We have so far conducted various verification tests in the free-streaming limit alone. This is because the computation of advection is the most numerically challenging for mesh-based codes like ours. In the actual astrophysical simulations, the collision terms of the Boltzmann equation are also important. In this section, we perform a test that takes into account interactions of neutrinos with matter.

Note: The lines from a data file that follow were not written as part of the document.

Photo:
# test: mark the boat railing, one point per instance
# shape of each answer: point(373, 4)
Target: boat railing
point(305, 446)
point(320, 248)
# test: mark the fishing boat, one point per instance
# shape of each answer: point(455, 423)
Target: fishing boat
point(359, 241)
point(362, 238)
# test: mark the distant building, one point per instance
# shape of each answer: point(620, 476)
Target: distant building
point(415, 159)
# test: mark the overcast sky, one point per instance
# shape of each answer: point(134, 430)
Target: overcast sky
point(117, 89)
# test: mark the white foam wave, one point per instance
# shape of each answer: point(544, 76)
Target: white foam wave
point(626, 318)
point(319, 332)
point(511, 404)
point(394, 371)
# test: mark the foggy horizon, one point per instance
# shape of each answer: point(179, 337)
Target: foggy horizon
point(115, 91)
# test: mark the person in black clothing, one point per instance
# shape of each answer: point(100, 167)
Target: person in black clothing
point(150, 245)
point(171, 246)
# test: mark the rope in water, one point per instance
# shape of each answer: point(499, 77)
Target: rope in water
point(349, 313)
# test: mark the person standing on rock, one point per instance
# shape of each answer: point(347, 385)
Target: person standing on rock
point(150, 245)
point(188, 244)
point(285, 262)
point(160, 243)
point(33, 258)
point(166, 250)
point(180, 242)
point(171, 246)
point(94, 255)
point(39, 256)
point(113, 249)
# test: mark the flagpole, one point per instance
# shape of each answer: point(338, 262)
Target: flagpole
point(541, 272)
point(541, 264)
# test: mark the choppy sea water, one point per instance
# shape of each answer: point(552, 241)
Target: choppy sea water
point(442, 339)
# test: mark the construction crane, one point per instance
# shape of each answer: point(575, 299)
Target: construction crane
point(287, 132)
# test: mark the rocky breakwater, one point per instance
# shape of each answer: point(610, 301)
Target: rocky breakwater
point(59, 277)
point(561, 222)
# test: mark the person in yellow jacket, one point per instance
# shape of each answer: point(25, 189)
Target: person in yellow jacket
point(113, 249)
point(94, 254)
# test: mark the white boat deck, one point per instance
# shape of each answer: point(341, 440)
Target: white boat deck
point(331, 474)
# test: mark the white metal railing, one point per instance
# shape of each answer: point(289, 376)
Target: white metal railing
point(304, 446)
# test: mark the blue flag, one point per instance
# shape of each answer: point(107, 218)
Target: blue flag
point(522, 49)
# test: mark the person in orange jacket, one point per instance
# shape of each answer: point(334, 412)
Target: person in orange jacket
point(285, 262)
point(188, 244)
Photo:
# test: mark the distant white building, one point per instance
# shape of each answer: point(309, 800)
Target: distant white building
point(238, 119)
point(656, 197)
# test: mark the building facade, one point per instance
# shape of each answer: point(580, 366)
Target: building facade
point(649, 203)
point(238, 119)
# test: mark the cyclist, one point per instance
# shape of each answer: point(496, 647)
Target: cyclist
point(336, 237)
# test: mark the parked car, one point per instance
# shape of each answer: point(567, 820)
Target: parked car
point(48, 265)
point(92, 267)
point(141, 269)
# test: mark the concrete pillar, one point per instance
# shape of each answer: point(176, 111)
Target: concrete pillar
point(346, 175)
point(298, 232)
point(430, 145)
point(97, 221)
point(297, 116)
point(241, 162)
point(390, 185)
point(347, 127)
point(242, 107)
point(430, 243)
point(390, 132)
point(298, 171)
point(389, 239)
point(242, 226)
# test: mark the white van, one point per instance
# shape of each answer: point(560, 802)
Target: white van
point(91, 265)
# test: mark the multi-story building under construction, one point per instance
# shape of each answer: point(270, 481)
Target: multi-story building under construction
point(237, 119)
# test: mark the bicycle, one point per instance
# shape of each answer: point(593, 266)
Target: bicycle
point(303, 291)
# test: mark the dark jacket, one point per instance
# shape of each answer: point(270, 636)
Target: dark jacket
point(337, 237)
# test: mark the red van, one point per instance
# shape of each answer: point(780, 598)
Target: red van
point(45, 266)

We fix the background matter distribution and compute with our new code the neutrino distribution that approaches a steady state. Since the collision terms are the focus of this test, we again assume spherical symmetry. As a reference, we employ the results obtained with another spherically symmetric, general relativistic Boltzmann solver (hereafter the 1D GR code) developed by Sumiyoshi et al. (2005). We run these two Boltzmann solvers for the same (fixed) matter distribution until the steady states are achieved. As for the matter distribution, we pick up a snapshot at 100 ms after bounce in the CCSN simulation by Sumiyoshi et al. (2005) with the 15 M model of Woosley & Weaver (1995). It allows us to test the neutrino propagation in a wide range of mean free paths. The major neutrino–matter reactions are the same for both simulations, the rates of which are based on Bruenn (1985). The explicit expressions of the collision terms are identical to those described in Sumiyoshi & Yamada (2012). The chemical potential profile is also common because it affects the reaction rates; it is calculated from Shen's equation of state (Shen et al. 1998). In the 1D GR code, the hydrodynamics variables, as well as the spacetime metric, are the functions of the enclosed mass, as it is a Lagrangian code. However, the fluid velocity is fixed to zero. They are transformed into the functions of the radius when they are implemented in the new code.

The numbers of the radial mesh points are the same for the two codes: the radial mesh has Nr = 256 grid points, which covers the range r ∈ [0, 104] km. As for the momentum space, we adopt ${N}_{{\theta }_{\nu }}=6$ and Nepsilon = 14. The latter mesh covers epsilon ∈ [0, 300] MeV. The reader may be worried that the resolution employed here is relatively lower compared to the advection tests in Sections 4 and 5 or recent core-collapse simulations. This is no problem, since our purpose is the regression test, i.e., to confirm that the collision terms work properly.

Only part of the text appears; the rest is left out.